Parmi ces personnes, Monsieur Mamadou Lamine Diallo, leader du mouvement Tekki, brillant ingénieur et économiste, patriote engagé. Nous soutenons fortement cette personnalité, mais, en républicains disciplinés et respectueux du jeu politique, nous attendons sagement les résultats des parrainages et le début de la campagne électorale pour le crier haut et fort. Ce qui n’est le cas du camp du pouvoir Apr/Benno… Fidèles à leurs mauvaises habitudes, ils ont commencé depuis des mois, leur campagne électorale déguisée, sous forme de tournées économiques, de visites de terrain, de visites de courtoisie, etc.
Cela ne pourra empêcher à leur candidat d’être recalé le 25 février 2024, si les Sénégalaises et les Sénégalais, majeurs et détenteurs d’une carte électorale valide, sortent en masse et votent en masse pour les autres candidats.

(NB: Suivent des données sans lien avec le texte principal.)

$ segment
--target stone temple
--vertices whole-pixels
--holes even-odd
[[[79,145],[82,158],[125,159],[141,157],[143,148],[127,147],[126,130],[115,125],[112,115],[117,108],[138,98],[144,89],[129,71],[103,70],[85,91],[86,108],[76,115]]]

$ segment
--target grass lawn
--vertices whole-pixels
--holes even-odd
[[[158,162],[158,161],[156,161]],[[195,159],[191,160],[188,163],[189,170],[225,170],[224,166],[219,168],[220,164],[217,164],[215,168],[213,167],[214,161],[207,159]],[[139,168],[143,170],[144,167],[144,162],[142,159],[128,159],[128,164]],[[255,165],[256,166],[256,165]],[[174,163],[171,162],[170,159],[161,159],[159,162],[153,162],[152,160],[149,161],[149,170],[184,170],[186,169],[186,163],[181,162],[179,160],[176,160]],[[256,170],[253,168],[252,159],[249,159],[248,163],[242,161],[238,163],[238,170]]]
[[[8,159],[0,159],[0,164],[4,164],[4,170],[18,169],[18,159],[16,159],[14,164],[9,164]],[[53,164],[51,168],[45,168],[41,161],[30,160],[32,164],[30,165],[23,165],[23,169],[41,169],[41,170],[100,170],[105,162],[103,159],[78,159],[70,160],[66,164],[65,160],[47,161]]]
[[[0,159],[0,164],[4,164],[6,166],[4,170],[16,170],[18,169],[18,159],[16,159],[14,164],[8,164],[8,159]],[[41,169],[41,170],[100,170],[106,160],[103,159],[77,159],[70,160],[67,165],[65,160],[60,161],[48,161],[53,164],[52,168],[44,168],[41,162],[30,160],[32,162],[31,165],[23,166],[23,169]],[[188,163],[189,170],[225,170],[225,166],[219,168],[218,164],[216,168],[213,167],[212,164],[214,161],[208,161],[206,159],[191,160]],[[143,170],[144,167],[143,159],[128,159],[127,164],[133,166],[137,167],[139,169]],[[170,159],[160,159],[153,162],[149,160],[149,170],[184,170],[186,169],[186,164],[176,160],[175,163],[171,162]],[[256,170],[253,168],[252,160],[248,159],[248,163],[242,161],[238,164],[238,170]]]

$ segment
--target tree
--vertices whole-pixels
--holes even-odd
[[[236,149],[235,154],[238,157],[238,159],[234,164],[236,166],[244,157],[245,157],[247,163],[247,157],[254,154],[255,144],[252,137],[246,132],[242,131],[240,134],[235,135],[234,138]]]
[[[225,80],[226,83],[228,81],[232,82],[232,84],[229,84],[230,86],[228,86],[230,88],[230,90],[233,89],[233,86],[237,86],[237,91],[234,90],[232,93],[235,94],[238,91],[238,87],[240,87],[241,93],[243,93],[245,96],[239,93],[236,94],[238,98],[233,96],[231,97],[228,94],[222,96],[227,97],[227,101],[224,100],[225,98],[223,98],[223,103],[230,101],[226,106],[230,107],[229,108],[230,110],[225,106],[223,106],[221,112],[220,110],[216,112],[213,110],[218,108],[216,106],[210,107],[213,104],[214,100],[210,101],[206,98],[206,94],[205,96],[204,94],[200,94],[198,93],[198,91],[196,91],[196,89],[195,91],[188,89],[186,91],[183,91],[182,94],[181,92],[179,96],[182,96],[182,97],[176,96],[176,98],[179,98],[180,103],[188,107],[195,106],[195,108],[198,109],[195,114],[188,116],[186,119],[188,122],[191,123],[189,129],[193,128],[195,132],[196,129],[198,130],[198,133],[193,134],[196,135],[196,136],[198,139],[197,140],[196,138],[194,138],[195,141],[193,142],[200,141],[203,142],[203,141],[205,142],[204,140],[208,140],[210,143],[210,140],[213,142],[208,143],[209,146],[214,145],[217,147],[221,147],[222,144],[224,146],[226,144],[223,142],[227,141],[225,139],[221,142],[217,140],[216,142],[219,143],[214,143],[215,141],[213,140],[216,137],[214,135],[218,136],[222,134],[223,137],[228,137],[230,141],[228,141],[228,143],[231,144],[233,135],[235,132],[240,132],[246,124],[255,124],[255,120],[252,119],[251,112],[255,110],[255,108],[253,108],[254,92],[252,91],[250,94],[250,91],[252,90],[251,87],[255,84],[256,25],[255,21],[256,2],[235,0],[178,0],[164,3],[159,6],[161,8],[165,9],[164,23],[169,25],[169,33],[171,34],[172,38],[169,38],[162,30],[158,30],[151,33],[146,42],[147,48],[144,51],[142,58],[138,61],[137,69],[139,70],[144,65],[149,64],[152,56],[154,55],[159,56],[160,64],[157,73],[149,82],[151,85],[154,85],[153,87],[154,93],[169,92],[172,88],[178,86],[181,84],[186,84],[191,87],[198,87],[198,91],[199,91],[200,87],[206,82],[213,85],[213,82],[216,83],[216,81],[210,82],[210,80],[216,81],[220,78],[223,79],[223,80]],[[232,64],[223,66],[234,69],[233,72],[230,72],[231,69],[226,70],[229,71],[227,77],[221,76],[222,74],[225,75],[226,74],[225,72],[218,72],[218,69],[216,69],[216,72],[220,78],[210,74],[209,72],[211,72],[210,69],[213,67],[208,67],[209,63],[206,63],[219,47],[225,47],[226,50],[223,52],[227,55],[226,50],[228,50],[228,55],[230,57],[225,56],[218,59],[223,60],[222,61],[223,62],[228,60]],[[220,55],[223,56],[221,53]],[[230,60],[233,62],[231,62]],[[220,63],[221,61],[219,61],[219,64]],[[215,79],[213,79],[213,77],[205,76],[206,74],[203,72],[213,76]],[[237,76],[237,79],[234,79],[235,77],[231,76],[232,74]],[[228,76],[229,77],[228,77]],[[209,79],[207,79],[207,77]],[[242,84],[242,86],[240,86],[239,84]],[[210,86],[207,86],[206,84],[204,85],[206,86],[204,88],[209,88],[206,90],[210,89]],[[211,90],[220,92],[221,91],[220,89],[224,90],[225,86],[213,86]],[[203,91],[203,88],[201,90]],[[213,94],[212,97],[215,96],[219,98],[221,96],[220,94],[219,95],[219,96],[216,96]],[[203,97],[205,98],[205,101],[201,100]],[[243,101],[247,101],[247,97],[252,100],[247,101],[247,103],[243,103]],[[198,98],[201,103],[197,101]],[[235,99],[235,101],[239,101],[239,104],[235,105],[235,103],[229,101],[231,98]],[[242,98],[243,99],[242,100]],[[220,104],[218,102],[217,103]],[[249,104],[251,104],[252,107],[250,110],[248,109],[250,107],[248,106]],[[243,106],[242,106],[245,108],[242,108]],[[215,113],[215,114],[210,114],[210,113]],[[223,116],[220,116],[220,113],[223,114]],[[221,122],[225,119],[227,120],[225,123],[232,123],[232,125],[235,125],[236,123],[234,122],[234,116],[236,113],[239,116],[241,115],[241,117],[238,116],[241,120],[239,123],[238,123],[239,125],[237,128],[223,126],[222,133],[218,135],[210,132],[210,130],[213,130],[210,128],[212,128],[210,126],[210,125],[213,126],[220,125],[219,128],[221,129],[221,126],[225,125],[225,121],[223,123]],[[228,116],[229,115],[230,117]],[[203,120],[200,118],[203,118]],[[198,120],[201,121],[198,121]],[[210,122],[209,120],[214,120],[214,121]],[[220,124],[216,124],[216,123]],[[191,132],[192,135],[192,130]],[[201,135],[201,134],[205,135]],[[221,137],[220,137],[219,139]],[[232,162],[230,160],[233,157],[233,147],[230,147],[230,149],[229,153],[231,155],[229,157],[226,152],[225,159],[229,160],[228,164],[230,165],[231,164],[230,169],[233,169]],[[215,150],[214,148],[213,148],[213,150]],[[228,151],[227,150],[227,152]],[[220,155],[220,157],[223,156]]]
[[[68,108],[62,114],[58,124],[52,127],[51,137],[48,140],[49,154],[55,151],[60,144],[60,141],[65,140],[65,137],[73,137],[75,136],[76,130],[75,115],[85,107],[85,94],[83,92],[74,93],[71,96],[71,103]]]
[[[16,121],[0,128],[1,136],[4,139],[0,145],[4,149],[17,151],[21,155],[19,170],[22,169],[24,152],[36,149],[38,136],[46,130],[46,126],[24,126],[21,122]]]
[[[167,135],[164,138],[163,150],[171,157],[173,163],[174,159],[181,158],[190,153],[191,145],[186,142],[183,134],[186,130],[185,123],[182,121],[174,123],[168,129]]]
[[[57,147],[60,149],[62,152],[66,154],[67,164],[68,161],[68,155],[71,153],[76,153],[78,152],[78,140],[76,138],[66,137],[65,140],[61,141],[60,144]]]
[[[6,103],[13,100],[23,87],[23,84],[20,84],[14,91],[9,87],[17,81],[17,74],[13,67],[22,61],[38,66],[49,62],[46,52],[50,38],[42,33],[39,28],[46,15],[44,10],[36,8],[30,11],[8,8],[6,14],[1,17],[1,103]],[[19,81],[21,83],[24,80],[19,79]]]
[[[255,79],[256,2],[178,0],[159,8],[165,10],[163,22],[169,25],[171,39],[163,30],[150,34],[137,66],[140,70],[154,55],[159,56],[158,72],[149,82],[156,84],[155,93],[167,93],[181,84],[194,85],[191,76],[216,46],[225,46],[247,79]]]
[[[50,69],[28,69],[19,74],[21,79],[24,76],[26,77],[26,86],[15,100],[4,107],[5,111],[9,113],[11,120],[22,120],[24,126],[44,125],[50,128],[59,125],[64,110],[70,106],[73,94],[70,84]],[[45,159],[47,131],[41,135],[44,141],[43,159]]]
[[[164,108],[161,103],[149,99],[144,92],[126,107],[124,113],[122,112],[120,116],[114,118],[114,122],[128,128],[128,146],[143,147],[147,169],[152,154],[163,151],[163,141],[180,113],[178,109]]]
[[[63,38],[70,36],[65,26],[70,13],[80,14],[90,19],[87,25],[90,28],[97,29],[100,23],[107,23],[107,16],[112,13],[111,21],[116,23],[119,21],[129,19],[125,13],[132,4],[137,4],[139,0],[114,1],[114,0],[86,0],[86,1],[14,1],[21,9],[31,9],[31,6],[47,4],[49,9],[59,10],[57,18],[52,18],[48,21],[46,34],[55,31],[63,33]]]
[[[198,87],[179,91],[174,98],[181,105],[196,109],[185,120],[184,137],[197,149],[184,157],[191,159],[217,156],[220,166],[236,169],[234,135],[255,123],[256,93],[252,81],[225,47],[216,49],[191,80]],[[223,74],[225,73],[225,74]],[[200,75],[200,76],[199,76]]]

Nous souhaitons qu’ à l’issue de ces joutes électorales, les destinées de notre pays soient enfin entre les mains de vrais patriotes, compétents, courageux et honnêtes, qui pourront le mettre sur les rails de l’indépendance, de la croissance et du développement, pour le sortir définitivement des bas-fonds des classements internationaux.
Veuillez agréer, Maître, l’expression de ma très haute considération.